The issue at question is whether your marriage was a sacramental marriage. If it was, then you are still married in the eyes of the Church. If it wasn’t, then the Church can declare your marriage null and you would be free to re-marry.
Thus the quintessential question is: Was your marriage sacramental? Only the Church can answer that. You can’t. I can’t.
Thus what you need to do is contact your pastor, or the marriage tribunal office at your diocese. They will get your started on the paperwork. It was take a year or longer to get the final decision of the Church.
You do not have to worry about whether your ex-husband will cooperate. His cooperation is not necessary. The Church will contact him, but if he doesn’t respond the Church will go ahead with the proceedings.
From the little you have described, it is possible that your marriage may not have been sacramental due to immaturity. But, only the Church can determine that.
You have nothing to lose. I would recommend going through the process. The process is for almost everyone a healing process regardless of what the Church finally decides. I have been through it myself.

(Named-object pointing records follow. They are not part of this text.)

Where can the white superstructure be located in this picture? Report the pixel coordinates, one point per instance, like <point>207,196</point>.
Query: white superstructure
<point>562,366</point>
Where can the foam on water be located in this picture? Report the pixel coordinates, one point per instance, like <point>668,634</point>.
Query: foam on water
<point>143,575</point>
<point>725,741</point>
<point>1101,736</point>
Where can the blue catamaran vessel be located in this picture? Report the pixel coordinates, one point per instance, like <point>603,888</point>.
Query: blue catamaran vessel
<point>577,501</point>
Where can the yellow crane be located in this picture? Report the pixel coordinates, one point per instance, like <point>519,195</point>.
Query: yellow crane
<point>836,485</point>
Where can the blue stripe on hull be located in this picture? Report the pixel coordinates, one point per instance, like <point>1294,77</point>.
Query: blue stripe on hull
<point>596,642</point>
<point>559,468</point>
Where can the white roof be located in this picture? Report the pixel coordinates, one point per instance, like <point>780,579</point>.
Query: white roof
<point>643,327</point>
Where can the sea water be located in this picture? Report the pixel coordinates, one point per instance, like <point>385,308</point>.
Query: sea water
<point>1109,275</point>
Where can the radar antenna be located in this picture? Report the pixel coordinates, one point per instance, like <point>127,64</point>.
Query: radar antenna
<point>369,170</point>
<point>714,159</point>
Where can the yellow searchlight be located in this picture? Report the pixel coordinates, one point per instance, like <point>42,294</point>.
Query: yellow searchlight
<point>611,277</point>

The process is to talk with a marriage tribunal counselor who will help you fill out the paperwork. You will need to write an essay about your marriage and give other information about your life. Also you will have to give the last known address of your ex, plus the names and addresses of anyone who knows about your marriage who is willing to attest to the kind of marriage you had and the kind of person you were back then.
All this is given to the Church and that is basically the end of it as far as your involvement. Sometime later you will get a letter with the Church’s decision.
It is worth doing. Whatever happens, trust in God, obey His Love. Resist the temptation to step out of fellowship with Him. It is never worth it. Remaining in God's loving arms in full communion is what He wants and what we need to always strive for. Trust in Him for whatever happens with this.